La route passe juste derrière cet endroit préservé, une route à sens unique tâchant de faire son trou dans un environnement urbain si ancien qu'il n'a pas été pensé pour que des voitures y carburent. Les piétons se collent aux murs des maisons limitrophes pour éviter de se faire renverser par les ambulances, cette route étant la seule qui mène à la clinique du coin. Elle est aussi la seule qui mène à un parc au bord de l'eau, et la seule qui permette de faire demi-tour vers l'artère principale de la ville.

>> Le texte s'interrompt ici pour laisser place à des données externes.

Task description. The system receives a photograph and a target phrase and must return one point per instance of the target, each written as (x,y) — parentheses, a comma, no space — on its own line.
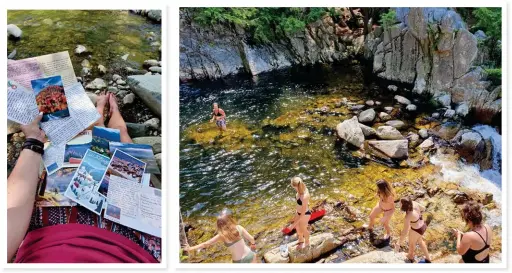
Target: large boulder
(367,130)
(350,131)
(464,52)
(388,133)
(385,255)
(395,149)
(367,116)
(426,144)
(155,15)
(96,84)
(385,116)
(470,145)
(398,124)
(149,89)
(447,130)
(320,244)
(402,100)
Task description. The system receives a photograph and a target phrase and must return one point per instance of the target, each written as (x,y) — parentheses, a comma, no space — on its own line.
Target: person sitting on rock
(219,116)
(414,221)
(474,245)
(72,231)
(232,235)
(385,205)
(302,212)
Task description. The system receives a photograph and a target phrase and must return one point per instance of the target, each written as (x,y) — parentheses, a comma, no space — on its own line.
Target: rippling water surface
(213,178)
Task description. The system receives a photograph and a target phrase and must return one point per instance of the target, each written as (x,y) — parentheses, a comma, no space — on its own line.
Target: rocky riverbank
(421,149)
(109,59)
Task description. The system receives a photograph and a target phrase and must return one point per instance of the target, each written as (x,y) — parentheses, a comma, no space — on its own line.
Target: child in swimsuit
(414,221)
(233,235)
(385,205)
(302,212)
(219,116)
(474,245)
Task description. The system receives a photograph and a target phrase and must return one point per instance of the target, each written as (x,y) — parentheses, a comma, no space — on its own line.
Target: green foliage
(488,20)
(263,24)
(494,75)
(388,19)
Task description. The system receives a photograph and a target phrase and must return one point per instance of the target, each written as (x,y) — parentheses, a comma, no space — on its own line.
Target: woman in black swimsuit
(302,213)
(474,245)
(414,221)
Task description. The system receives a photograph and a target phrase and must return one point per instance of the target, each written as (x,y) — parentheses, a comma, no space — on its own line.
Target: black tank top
(470,255)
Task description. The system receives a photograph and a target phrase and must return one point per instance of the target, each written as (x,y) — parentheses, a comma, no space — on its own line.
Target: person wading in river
(474,245)
(414,221)
(219,116)
(302,214)
(232,235)
(385,205)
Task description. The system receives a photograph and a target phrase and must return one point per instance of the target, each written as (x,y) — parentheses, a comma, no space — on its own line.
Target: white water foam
(470,176)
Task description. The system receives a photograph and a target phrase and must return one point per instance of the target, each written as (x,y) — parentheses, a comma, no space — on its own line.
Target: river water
(212,178)
(275,133)
(107,34)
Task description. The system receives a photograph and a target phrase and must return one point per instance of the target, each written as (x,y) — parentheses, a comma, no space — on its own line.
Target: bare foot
(112,100)
(101,101)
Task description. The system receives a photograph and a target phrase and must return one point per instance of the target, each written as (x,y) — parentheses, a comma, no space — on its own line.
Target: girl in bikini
(385,205)
(417,225)
(219,116)
(474,245)
(302,212)
(232,235)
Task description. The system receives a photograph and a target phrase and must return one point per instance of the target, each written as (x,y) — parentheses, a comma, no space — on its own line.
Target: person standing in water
(385,205)
(232,235)
(219,116)
(414,221)
(302,214)
(474,245)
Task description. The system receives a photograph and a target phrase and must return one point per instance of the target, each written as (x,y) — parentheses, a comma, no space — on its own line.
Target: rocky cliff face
(218,51)
(432,49)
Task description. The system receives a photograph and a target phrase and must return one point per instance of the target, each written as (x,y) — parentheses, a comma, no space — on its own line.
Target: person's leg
(413,238)
(424,248)
(300,234)
(375,211)
(305,231)
(101,102)
(116,120)
(385,222)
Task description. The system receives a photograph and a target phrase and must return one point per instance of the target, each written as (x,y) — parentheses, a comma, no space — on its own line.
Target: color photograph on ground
(340,135)
(50,98)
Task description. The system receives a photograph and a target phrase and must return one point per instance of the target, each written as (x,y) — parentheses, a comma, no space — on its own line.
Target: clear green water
(107,34)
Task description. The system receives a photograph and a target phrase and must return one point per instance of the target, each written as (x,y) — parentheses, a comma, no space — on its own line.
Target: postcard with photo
(85,182)
(144,214)
(143,152)
(74,153)
(124,166)
(56,185)
(101,137)
(50,98)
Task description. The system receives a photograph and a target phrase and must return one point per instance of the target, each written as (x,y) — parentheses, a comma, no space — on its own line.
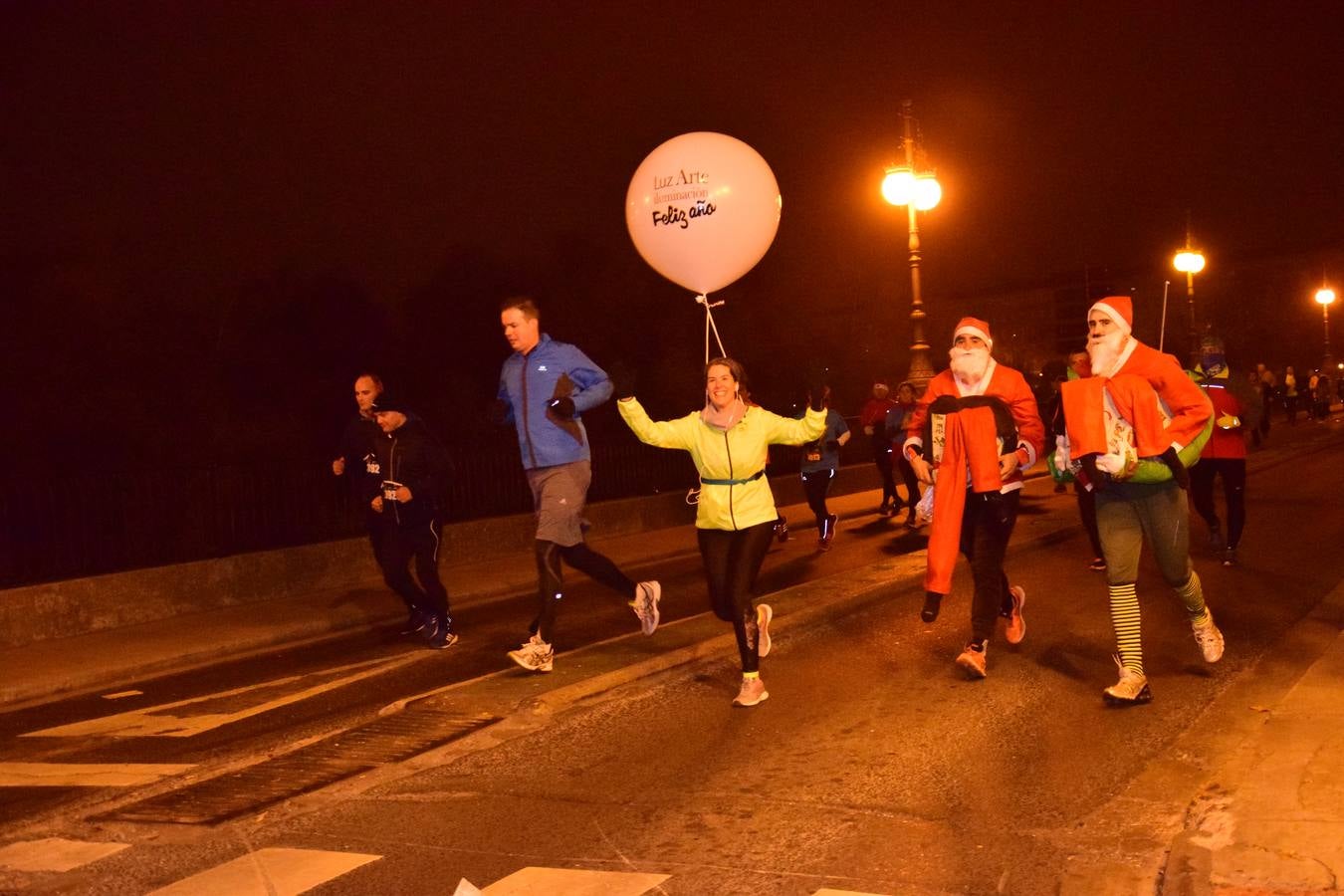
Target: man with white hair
(1148,501)
(983,418)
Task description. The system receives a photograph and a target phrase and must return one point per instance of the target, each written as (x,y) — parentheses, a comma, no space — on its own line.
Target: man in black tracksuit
(409,495)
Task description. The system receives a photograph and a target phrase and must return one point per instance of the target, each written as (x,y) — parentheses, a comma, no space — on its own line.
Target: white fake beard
(970,365)
(1105,350)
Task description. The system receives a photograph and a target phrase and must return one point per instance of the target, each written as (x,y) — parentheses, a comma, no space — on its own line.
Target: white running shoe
(752,692)
(534,656)
(1131,691)
(1209,638)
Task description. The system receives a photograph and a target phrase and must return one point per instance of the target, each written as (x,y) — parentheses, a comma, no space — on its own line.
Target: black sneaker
(442,635)
(414,622)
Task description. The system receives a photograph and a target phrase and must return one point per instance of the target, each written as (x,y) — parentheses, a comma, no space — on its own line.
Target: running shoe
(1131,691)
(933,602)
(1209,638)
(645,604)
(752,692)
(1016,627)
(534,656)
(442,638)
(415,622)
(764,615)
(974,660)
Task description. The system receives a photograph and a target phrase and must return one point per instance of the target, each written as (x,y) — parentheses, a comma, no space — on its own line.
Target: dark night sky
(207,200)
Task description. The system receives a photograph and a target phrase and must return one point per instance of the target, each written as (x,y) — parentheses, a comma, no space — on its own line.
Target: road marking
(572,883)
(77,774)
(269,872)
(54,853)
(157,722)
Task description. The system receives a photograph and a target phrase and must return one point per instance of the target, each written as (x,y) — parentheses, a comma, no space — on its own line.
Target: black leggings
(986,528)
(907,476)
(882,457)
(1232,469)
(395,549)
(816,484)
(732,563)
(550,579)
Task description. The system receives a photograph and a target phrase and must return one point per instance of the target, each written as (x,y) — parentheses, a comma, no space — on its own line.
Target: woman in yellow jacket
(736,516)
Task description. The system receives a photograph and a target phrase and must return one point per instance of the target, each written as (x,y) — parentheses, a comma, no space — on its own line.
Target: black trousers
(907,476)
(1087,512)
(882,457)
(550,576)
(816,485)
(986,528)
(395,549)
(1233,493)
(732,563)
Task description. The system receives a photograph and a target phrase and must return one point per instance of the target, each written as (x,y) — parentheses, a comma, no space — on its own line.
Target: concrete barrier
(95,603)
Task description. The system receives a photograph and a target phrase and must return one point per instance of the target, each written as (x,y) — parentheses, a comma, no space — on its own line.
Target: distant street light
(1325,297)
(917,191)
(1190,262)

Cette route hyper fréquentée a donc pour habitude de couper court aux sons des micro-cascades et de faire taire les oiseaux les plus fiers.
Au printemps de l'année du virus, quand je suis sortie de ma grotte pour retrouver mon spot préféré, quelle n'a pas été ma surprise d'entendre des sons autres que des moteurs vrombissants. Les oiseaux s'en donnaient à cœur joie, piaffaient dans tous les sens, et je n'ai pas réussi à compter le nombre de papillons qui se bécotaient dans les buissons. Quant aux canards, ils se laissaient glisser sur l'eau sans être, pour une fois, perturbés par les tremblements du macadam voisin. C'était beau.
Dans ces espaces-temps si particuliers, je n'avais plus grand chose auquel me raccrocher. Sans réseau, je ne pouvais pas m'enfiler de grosses quantités de Reels éphémères ni me prendre des images sonores en pleine face.
Bien sûr que je suis remontée dans ma voiture pour voguer en-dehors du silence. Bien sûr les humains ont repris le cours de leur vie quand la pause eut assez duré. Bien sûr qu'il y eut moins de papillons dans les buissons et de canards barbotant dans les mares. Mais il existe encore quelques endroits sur Terre où rien ne bouge ou rien n'est à faire.
Le désert silencieux autant que la rivière chantante m'ont remise à ma place. Je fais partie d'un tout, un tout avec des poils, avec des textures, avec des organes ou des épines, un tout qui vit autrement, lentement, qui n'a que faire de l'idée d'un temps délimité en heures, coupé en minutes, pensé en secondes.
En tant qu'humain, nous sommes, agissons et dessinons l'environnement d'après un point de vue d'animal différent, voir intelligent. En défiant cette arrogance, on pourrait embrasser l'endroit où nous vivons tous.
C'est niais, hein ? Et pourtant, c'est si vrai.